Replication of peste des petits ruminants virus (PPRV) strongly depends on the cellular environment and resources of host cells including nucleoside pool. Thus, enzymes involved in nucleoside biosynthesis (such as pyrimidine biosynthesis pathway) are regarded as attractive targets for antiviral drug development. Here, we demonstrate that brequinar (BQR) and leflunomide (LFM) which are two specific inhibitors of DHODH enzyme and 6-azauracil (6-AU) which is an ODase enzyme inhibitor robustly inhibit PPRV replication in HEK293T cell line as well as in peripheral blood mononuclear cells isolated from goat. We further demonstrate that these agents exert anti-PPRV activity via the depletion of purimidine nucleotide. Interestingly, these inhibitors can trigger the transcription of antiviral interferon-stimulated genes (ISGs). However, the induction of ISGs is largely independent of the classical JAK-STAT pathway. Combination of BQR with interferons (IFNs) exerts enhanced ISG induction and anti-PPRV activity. Taken together, this study reveals an unconventional novel mechanism of crosstalk between nucleotide biosynthesis pathways and cellular antiviral immunity in inhibiting PPRV replication. In conclusion, targeting pyrimidine biosynthesis represents a potential strategy for developing antiviral strategies against PPRV.

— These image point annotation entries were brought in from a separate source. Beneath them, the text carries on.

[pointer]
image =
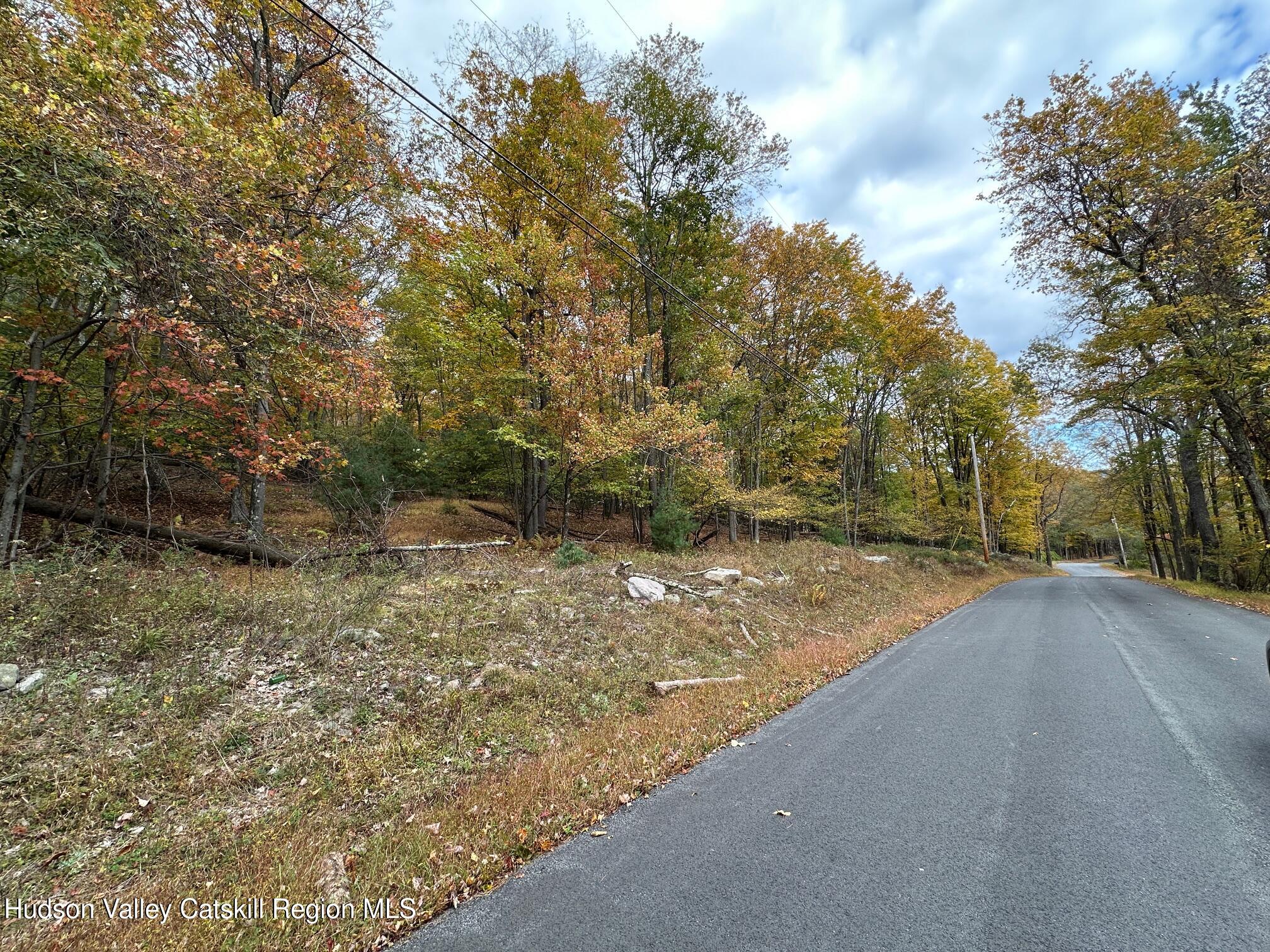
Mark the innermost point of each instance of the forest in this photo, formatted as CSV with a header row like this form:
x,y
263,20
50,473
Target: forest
x,y
241,252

小反刍兽疫病毒 (PPRV) 的复制在很大程度上取决于宿主细胞的细胞环境和资源，包括核苷池。因此，参与核苷生物合成（如嘧啶生物合成途径）的酶被认为是抗病毒药物开发的有吸引力的靶点。在这里，我们证明了作为 DHODH 酶的两种特异性抑制剂的布雷奎那 (BQR) 和来氟米特 (LFM) 和作为 ODase 酶抑制剂的 6-氮杂尿嘧啶 (6-AU) 在 HEK293T 细胞系和外周细胞中强烈抑制 PPRV 复制。从山羊中分离出的血液单核细胞。我们进一步证明这些药剂通过消耗嘌呤核苷酸发挥抗 PPRV 活性。有趣的是，这些抑制剂可以触发抗病毒干扰素刺激基因 (ISG) 的转录。然而，ISGs 的诱导很大程度上独立于经典的 JAK-STAT 通路。BQR 与干扰素 (IFN) 的组合可增强 ISG 诱导和抗 PPRV 活性。总之，这项研究揭示了核苷酸生物合成途径和细胞抗病毒免疫之间在抑制 PPRV 复制方面的一种非常规新机制。总之，靶向嘧啶生物合成代表了开发针对 PPRV 的抗病毒策略的潜在策略。